What are your plans to take the pressure off from the margins and improve profitability?

The focus areas are going to be MSME and retail advances which are the high-yielding assets. The rate of growth of corporate advances will be much slower. The whole idea is to cycle out of the low-yielding advances and cycle into the high-yielding ones. We will get the MSME and retail to come in large enough quantities and then gradually wean ourselves off the low-yielding corporate book. As most of these loans are in the nature of very short-duration assets, we can manage this effectively.

So, the first order of business is to get retail and MSME to grow very considerably so that most of our growth challenges are addressed from those two engines. And then, we have the option as to how much of the corporate we retain and how much we give up. We will be managing the balance sheet dynamically.

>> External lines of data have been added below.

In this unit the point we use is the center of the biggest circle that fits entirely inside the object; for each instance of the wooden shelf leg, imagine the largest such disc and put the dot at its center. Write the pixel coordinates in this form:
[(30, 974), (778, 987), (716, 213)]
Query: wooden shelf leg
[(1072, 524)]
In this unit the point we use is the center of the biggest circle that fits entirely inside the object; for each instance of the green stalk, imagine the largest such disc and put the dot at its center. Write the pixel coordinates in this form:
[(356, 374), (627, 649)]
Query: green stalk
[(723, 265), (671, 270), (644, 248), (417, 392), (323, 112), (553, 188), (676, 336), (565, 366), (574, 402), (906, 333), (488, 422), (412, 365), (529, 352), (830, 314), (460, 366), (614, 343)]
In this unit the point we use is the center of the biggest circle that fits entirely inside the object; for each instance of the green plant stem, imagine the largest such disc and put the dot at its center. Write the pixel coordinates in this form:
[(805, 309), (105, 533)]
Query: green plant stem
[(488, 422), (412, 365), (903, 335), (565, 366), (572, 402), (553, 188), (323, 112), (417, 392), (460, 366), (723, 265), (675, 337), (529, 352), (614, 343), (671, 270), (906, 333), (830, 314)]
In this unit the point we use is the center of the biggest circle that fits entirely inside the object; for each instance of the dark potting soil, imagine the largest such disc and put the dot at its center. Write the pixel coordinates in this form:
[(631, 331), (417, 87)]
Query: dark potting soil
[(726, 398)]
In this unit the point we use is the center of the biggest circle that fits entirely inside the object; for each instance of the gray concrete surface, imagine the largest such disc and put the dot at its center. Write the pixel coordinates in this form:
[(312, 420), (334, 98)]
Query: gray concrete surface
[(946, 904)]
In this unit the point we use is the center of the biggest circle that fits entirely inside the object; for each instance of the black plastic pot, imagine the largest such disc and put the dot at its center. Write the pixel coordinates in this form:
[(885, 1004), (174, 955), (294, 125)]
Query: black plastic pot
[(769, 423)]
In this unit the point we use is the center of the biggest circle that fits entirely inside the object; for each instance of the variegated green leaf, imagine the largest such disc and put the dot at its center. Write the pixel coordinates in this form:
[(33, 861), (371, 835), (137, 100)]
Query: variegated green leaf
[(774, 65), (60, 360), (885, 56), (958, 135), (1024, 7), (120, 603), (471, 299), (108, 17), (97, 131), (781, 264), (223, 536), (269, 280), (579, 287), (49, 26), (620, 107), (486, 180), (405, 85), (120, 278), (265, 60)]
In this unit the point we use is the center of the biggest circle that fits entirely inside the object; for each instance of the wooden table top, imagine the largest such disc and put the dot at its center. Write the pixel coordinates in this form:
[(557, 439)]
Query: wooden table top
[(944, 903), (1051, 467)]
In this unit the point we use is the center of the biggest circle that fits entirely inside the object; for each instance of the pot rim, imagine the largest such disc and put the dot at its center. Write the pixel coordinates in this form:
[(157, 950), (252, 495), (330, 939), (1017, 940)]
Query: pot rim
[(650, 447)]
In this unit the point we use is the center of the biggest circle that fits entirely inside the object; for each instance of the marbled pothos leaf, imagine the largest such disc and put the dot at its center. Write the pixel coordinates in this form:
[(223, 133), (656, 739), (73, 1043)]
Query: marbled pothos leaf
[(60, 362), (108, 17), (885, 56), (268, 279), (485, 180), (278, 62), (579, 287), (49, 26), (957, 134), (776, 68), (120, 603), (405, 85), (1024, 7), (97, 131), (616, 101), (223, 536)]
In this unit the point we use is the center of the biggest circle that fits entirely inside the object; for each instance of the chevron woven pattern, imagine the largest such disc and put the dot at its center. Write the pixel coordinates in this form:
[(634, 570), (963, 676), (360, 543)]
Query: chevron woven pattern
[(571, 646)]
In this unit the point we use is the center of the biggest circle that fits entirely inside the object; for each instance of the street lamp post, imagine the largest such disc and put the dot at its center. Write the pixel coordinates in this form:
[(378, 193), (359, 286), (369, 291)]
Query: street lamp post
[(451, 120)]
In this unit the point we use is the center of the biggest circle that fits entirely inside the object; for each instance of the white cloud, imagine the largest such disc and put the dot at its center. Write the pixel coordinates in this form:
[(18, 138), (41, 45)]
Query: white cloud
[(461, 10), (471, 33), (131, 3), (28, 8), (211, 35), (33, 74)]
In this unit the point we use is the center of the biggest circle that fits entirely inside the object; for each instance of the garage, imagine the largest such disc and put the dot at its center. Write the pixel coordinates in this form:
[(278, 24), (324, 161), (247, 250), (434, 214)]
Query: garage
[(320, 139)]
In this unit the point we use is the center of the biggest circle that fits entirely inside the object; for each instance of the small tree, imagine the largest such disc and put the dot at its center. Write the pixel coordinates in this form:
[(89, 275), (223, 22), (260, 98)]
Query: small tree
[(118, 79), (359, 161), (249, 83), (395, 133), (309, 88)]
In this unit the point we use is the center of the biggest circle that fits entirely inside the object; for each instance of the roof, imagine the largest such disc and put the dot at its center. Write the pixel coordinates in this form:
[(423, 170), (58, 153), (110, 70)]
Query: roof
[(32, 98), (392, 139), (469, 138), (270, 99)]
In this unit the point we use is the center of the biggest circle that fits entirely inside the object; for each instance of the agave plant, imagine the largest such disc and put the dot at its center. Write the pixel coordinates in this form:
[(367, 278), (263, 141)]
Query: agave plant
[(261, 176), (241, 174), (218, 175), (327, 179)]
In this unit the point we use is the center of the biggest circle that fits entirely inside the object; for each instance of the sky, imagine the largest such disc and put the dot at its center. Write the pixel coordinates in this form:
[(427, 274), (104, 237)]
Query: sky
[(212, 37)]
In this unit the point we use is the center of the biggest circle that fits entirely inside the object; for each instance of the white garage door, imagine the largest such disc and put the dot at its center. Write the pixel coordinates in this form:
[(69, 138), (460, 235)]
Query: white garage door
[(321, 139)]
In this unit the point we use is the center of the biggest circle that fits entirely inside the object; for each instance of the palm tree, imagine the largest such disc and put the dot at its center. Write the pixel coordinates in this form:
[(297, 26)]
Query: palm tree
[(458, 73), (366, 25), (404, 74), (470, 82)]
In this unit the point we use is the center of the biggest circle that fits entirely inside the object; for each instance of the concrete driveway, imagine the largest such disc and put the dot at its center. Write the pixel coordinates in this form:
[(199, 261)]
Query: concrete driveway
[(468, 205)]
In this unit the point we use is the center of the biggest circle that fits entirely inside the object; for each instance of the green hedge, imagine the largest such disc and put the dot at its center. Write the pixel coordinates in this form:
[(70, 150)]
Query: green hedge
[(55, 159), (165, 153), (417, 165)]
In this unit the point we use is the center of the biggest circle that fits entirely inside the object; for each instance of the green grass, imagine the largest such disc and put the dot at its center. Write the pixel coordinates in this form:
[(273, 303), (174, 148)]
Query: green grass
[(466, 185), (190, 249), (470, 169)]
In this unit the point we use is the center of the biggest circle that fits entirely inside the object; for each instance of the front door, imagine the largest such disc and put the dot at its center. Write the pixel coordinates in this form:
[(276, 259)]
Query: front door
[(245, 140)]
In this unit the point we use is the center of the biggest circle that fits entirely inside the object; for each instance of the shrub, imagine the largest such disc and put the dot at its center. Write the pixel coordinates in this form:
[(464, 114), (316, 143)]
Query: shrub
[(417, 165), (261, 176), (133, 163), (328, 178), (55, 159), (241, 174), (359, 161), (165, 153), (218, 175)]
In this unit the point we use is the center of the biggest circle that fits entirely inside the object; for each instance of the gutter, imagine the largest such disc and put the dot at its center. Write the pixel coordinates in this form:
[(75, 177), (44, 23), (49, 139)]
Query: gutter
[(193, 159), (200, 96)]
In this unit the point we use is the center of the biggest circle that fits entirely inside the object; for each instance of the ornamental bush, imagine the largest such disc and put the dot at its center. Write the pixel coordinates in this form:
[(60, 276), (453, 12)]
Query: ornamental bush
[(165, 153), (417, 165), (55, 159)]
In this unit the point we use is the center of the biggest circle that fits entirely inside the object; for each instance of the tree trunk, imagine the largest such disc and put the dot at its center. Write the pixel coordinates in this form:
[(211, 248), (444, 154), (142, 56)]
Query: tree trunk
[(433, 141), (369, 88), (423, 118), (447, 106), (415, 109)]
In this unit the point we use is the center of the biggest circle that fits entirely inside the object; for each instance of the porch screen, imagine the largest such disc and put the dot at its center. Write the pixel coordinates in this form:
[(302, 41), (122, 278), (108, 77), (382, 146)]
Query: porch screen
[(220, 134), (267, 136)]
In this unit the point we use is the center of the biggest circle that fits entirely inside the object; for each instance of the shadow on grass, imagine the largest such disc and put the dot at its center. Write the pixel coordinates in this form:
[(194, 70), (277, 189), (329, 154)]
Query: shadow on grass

On the liability side, our focus is going to be on low-cost funds. As the interest rate regime in the market drops, the difference between CA and SA and term deposits will also drop. The opportunity cost of not moving the money from CASA to TD will also not be as much. Our view is that the market will grow CA and SA faster this year than it did last year.

How do you view the new RBI norms on gold loans?

The new rules provide clarity on what can and can’t be done. For loans under ₹2.5 lakh, intensive credit underwriting is not mandatory. But beyond that full credit underwriting is now required.

This means, we need to verify the borrower’s repayment ability which adds more steps to the process. We are currently adjusting our systems and protocols to align with these changes.

How do you plan to take your digital initiatives forward?

We are redefining our digital strategy to operate as a distinct revenue-generating unit by tapping into opportunities from purely digital channels. Our vision is to forge strategic alliances with fintechs and digital ecosystems to accelerate our digital transformation journey. The core objective is to enhance the banking experience by addressing the limitations of traditional branch banking, while optimising costs and ensuring scalability.

In recent months, we have built three robust digital assets: a blog and the Fincredibles vlog channels in both English and Malayalam. These platforms have received an encouraging response and are playing a pivotal role in driving digital engagement and customer acquisition.

We have launched several digital-first products over the past year to deepen our market presence and streamline customer journeys, including Quick Personal Loan; Quick FD and GST Power.

On the co-lending front, we have partnered with several leading fintechs and NBFCs. We believe these collaborations will be instrumental in expanding our lending portfolio and scaling our digital capabilities.